Article length should be driven by how many questions are worth answering, not by a word count target. For how-to content, 1,200 to 2,500 words typically provides enough sections for multiple citation opportunities. For comparison content, 2,000 to 3,500 words is common because more products and use cases need coverage. The structural unit that matters is section length (120 to 180 words), not total article length.
Do I need to rewrite all my existing content for AEO?
No. Start by restructuring your top 10 to 15 pages: the ones that already rank on Google for queries your buyers ask AI search engines. Add an answer-first opening paragraph, break long sections into 120 to 180 word blocks, rewrite headings as natural language questions, and add FAQ sections. This restructuring can be done without rewriting the core content and typically takes 30 to 60 minutes per page.
How often do I need to update AEO content?

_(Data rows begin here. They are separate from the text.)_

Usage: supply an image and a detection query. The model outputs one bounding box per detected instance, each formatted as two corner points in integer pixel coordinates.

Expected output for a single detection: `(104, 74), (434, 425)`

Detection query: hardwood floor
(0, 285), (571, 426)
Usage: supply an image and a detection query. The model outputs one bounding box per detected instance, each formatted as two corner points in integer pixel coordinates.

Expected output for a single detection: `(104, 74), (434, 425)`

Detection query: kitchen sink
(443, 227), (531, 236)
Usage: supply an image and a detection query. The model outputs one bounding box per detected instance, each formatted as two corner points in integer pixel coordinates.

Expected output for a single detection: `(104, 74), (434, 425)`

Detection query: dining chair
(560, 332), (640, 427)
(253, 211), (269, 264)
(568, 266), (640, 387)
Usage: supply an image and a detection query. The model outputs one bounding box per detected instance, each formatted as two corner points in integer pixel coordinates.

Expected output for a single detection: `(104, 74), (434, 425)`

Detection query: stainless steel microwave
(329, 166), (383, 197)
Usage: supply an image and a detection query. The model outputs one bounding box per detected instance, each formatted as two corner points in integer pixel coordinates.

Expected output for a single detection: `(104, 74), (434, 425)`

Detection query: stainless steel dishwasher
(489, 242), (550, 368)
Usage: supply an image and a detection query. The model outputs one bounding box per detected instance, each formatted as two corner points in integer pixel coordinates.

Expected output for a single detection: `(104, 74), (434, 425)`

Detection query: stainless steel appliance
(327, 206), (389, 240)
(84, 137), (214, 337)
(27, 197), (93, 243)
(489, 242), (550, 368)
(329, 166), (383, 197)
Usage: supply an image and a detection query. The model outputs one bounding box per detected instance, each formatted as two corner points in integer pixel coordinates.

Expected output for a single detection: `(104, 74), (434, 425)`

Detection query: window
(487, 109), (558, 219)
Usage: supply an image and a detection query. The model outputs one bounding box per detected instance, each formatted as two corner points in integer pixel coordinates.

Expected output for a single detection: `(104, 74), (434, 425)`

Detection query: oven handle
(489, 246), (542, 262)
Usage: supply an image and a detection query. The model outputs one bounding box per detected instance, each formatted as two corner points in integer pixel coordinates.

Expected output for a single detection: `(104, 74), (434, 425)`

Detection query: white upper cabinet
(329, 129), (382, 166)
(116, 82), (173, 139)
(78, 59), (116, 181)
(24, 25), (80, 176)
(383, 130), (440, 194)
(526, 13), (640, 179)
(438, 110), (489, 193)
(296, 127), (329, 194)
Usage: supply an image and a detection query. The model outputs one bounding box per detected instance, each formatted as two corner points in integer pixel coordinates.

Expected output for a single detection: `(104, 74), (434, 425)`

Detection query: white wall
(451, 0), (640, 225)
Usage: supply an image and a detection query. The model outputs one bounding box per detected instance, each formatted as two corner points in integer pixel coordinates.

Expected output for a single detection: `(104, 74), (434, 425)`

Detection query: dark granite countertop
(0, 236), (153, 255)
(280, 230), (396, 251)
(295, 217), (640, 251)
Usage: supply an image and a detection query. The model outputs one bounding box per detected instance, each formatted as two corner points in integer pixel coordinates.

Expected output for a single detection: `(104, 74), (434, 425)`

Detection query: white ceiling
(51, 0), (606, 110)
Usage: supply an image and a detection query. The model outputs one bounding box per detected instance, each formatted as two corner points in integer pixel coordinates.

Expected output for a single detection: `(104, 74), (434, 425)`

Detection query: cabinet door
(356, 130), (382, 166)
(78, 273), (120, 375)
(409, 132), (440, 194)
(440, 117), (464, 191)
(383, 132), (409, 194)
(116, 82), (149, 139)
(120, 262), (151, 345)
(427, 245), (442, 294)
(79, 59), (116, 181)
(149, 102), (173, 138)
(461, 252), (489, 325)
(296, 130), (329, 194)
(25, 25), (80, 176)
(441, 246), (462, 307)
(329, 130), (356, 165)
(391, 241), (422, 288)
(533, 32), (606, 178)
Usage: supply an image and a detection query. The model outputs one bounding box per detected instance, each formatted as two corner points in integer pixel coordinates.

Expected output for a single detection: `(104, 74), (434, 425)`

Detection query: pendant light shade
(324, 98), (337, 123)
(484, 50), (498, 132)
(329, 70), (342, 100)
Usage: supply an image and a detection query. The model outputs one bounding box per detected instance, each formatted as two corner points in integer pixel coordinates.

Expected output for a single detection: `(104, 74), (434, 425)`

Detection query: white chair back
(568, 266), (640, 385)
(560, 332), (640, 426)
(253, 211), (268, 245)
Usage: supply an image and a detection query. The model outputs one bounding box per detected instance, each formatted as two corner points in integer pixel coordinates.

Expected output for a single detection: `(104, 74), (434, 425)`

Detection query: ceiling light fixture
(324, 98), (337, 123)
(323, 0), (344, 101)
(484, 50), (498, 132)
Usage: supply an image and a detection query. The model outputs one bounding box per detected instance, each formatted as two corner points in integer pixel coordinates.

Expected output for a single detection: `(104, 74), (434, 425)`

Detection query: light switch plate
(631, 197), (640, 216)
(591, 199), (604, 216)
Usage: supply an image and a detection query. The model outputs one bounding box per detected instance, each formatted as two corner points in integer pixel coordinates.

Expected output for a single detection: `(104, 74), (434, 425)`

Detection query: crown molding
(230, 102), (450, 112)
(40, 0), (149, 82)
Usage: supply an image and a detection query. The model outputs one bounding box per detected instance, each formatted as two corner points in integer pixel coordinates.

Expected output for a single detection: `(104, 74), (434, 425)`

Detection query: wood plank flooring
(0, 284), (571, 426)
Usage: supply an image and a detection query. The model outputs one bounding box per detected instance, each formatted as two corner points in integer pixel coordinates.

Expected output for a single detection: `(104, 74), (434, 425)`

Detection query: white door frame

Monthly. AI search engines heavily favor content published within the last 30 days. A monthly refresh of statistics, pricing data, competitive claims, and the updatedAt timestamp keeps your content in the retrieval window. Articles older than 12 months are rarely cited through real-time web retrieval, regardless of their quality.
Does AEO content work across all AI search engines?
The structural principles (answer-first, short sections, specific facts, freshness) work across all five major AI search engines: ChatGPT, Perplexity, Gemini, Claude, and Grok. Each engine has different source preferences (Grok favors Reddit, Claude uses Brave Search, Perplexity favors YouTube and editorial sources), but the content structure that earns citations is consistent across engines.